L’idée de demander l’interdiction du coran, c’est encore Pia Kjærsgaard. L’idée de revenir à l’État providence et d’adoucir quelque peu le discours libéral pour ne pas effrayer l’électeur des classes populaires, toujours elle. Mais il faut rendre à ce César batave ce qui lui revient: s’il emprunte souvent ses idées à d’autres, il les place dans les médias néerlandais avec une virtuosité peu commune. Même s’il n’a pas la "classe" d’un Pim Fortuyn.

Son film Fitna, d’une qualité artistique médiocre [on peut en juger dans la vidéo ci-dessous], n’avait pas d’autre but que de rallumer une nouvelle polémique autour du "livre fasciste". Mais Wilders ne s’y révèle pas du tout un nouveau Van Gogh.

Un acquittement qui vaut bénédiction

Cela ne l’empêche pas de promettre une suite à ce premier opus – en réalité, elle est déjà tournée et prête à être diffusée – qu’il sortira en 2012. Wilders avait déjà traité le prophète musulman de pédophile pour avoir épousé sa deuxième épouse alors qu’elle était âgée de 9 ans, une idée empruntée au répertoire islamophobe d’Ayaan Hirsi Ali.

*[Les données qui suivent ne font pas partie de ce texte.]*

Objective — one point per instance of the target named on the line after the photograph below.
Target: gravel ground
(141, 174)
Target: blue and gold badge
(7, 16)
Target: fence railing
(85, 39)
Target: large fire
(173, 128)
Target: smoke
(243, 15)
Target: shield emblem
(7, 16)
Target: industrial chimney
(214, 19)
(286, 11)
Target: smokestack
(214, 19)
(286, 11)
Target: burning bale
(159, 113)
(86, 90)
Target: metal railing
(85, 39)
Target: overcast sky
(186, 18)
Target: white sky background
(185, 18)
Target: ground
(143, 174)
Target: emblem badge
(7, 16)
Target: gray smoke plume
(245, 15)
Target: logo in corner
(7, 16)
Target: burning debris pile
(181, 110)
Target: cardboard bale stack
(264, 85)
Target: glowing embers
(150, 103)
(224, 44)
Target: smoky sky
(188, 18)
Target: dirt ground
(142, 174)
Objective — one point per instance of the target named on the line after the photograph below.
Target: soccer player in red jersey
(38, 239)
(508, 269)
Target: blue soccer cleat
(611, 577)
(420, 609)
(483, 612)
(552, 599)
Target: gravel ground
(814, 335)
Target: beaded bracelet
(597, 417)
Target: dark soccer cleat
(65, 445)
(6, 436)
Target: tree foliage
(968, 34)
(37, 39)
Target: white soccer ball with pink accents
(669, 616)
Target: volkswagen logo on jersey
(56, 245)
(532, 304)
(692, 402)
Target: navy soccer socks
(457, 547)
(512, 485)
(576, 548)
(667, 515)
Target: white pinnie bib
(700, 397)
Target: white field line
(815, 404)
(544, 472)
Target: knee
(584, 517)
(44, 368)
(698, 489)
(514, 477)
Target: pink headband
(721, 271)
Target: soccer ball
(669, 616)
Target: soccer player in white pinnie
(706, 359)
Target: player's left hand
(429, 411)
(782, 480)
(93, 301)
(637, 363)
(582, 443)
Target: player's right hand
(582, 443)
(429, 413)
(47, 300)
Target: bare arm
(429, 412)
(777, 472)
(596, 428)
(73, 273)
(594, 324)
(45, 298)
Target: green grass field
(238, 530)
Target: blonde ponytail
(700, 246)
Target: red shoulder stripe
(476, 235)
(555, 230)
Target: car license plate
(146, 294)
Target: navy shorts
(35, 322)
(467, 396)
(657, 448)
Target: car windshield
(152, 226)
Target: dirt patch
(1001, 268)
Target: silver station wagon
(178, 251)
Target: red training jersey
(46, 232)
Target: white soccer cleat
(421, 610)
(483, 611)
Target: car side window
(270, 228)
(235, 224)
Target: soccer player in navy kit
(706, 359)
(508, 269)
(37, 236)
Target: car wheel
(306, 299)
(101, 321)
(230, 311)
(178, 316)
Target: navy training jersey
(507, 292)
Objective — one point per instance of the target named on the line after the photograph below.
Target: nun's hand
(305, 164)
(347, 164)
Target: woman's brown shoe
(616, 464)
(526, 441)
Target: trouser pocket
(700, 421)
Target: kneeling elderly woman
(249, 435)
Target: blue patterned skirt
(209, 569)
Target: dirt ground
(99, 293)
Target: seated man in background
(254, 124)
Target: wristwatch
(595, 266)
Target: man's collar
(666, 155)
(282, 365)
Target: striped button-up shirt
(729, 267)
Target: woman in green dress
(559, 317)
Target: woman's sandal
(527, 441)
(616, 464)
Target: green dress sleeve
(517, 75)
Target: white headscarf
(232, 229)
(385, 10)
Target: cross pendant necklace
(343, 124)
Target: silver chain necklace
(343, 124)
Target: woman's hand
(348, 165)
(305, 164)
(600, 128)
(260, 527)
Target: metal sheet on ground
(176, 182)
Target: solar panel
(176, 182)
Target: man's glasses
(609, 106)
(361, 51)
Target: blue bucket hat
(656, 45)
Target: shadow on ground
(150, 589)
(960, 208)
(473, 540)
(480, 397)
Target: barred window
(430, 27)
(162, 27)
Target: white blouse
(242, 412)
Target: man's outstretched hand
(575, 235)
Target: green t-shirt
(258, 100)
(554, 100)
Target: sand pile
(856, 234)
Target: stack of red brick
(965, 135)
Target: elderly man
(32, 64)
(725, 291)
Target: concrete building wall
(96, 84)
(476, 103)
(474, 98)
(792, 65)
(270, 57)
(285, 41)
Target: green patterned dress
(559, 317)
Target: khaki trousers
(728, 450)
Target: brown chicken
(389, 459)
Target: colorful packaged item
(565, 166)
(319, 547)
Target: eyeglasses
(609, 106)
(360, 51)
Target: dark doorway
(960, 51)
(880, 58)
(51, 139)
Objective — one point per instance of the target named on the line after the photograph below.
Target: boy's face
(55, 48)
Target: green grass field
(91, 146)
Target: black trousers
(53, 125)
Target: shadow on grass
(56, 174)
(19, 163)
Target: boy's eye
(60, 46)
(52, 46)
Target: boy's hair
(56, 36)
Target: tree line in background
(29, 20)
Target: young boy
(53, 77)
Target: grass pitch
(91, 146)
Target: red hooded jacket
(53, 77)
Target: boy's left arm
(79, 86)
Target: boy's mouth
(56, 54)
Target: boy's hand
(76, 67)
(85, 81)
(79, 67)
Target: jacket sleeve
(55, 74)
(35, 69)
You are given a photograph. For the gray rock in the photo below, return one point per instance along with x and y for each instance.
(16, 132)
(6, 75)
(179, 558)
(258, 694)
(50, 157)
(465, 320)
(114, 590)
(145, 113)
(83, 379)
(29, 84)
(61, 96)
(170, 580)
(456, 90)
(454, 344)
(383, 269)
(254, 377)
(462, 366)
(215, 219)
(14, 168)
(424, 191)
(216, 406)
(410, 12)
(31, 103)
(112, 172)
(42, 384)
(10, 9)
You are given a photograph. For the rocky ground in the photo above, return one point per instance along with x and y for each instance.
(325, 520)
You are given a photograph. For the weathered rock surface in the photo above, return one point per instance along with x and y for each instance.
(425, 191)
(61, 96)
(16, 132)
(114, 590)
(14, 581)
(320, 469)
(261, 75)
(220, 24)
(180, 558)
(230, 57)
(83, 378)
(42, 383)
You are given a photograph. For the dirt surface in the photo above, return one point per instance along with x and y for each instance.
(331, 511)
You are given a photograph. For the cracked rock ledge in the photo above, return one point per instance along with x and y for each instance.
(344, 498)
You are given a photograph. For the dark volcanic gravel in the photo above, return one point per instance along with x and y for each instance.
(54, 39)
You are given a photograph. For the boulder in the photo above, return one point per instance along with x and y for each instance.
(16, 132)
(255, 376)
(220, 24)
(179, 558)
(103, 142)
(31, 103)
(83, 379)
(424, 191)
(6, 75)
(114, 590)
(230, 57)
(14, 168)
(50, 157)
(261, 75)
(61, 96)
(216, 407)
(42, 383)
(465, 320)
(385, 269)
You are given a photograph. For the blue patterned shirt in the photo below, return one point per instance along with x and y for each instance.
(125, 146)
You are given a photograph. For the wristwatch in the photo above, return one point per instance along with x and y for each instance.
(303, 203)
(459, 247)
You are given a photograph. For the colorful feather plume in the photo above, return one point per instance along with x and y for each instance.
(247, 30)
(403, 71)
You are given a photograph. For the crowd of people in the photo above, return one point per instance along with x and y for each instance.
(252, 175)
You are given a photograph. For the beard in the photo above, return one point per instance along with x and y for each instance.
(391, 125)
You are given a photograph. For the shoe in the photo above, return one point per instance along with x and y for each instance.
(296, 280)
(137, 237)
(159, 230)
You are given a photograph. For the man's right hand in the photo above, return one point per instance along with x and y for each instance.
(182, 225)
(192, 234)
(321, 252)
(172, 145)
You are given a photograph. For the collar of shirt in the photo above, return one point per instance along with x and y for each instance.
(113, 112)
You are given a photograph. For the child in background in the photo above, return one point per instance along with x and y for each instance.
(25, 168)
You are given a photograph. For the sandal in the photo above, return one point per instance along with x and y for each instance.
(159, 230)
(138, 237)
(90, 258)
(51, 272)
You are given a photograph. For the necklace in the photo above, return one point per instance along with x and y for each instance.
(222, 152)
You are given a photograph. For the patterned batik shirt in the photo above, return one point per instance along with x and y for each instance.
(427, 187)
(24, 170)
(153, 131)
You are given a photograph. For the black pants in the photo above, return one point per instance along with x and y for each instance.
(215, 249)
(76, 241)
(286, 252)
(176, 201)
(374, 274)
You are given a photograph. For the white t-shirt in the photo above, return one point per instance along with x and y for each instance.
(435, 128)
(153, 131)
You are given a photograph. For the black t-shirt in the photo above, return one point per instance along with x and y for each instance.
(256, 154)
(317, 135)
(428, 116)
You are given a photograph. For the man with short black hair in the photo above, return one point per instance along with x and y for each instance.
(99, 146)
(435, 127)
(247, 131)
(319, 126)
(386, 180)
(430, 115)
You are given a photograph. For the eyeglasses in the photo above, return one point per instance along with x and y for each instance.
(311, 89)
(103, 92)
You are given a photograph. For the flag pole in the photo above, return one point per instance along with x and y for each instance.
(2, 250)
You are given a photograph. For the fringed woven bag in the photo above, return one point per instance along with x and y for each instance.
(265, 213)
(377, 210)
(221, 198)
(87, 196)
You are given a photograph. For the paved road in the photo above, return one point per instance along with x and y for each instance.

Ce deuxième épisode devrait montrer Mohammed soue les traits d’un "malade mental" atteint d’une tumeur au cerveau. L’idée est empruntée cette fois à un psychologue et prêtre jésuite belge, Herman H. Somers, qui en 1993 avait publié un ouvrage – Een andere Mohammed, un autre Mohammed – dissertant sur les nombreux troubles mentaux dont le prophète souffrait. Le livre fait fureur sur les sites d’extrême-droite où sont succès ne se dément pas depuis 24 ans.

Le procès pour "incitation à la haine raciale" et "discrimination sur base ethnique d’une partie de la population" qui s'est terminé le 23 juin par un acquittement lui donne une nouvelle légitimité et ouvre les digues de la haine et de la discrimination. Nulle doute qu’armé de cette bénédiction de l’establishment au nom de la liberté d’expression, ses idées bénéficieront d’une plus ample diffusion et d’une acceptabilité nouvelle.

Nul doute non plus que Geert Wilders soit:

  • Un islamophobe convaincu. Défenseur de l’Occident, avec une population musulmane inférieure à 10 % de la population européenne et occupant des positions sociales, politiques ou économiques largement inférieures, c’est une imposture.
  • Un populiste: avec la dénonciation permanente de la "clique de La Haye", des privilèges des classes dominantes qui "spolient le peuple" et le rappel permanent de thèmes racoleurs, c’est évident.
  • Un opportuniste: seule l’islamophobie et la dénonciation des excès de la classe politique sont constants chez lui. La ligne économique et sociale du parti a évolué afin d’attirer de nouveaux électeurs des classes populaires. Le grand perdant du "Wilders Circus" comme l’appellent les intellectuels honnis de la capitale, c’est la société néerlandaise dans son ensemble, qui a perdu la foi en l’avenir et dans sa capacité d’ouverture…

 


*Maarten Van Rossem, Waarom is de burger boos ? OVer hedendaags populisme, Amsterdam, Nieuw Amsterdam Uitgevers. P 126.

**M. Fennema, Geert Wilders tovenaarsleerling, Amsterdam, Prometheus, 2010, p. 91.

*** M. Fennema, Geert Wilders tovenaarsleerling, Amsterdam, Prometheus, 2010, p. 118 et 119.